Выбрать главу

Нелепо, да и смешно предположить, что речь идет об одном из гениев прошлого или настоящего, которого Мандельштам мог бы отнести к равному себе и своему гениальному дару, скажем о Данте, Пушкине, Пастернаке или о каком-то другом великом поэте. У строки «И меня только равный убьет» может быть только один, осознанно исполненный справедливой гордости не только за себя, но и вообще за чудотворное явление Поэта в словесности мира, высокий смысл. Он скромно намекает – поэтому не сразу пронзает сердце своей истинностью – на то, что «равных» – кому под силу убить поэта – нет, не было и никогда не будет. Собственно, это и есть залог бессмертия Поэзии, и Мандельштам не случайно не называет имя убийцы, равного себе – Поэту. Сей факт с величественной простотой декларирует такого рода высокое равенство как невозможность Поэзии/Поэта быть убитыми, если уж на то пошло, даже Самим Создателем Творенья, которого Поэт призван славить и, конечно, разделять с Ним все радости существования, трагизм бытия и мучительный миг распятия, к чему Осип Мандельштам, по его собственному признанию, был готов.

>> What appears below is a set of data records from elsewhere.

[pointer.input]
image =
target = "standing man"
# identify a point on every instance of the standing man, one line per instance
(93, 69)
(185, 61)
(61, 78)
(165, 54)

Как человека, поэта можно вздернуть на дыбу, удавить, поставить к стенке, стереть в лагерную пыль – тому достаточно примеров в мировой и отечественной истории, – однако написанного вечным пером не вырубить топором временно всесильного водилы.

Поэт всего одной строкой низвел до ничтожной нелюди владык ССП, коллег-лизоблюдов и шарлатанов агитпроповской псевдомифологической туфты, воспевавших обоих человеко-давов, которых до сих пор официально не заклеймили палачами всех народов России, тогда как толпы фанатиков ленинско-сталинской утопии, намеренно извращая почти вековую историю многострадальной жизни нашего Отечества, жаждут «твердой руки».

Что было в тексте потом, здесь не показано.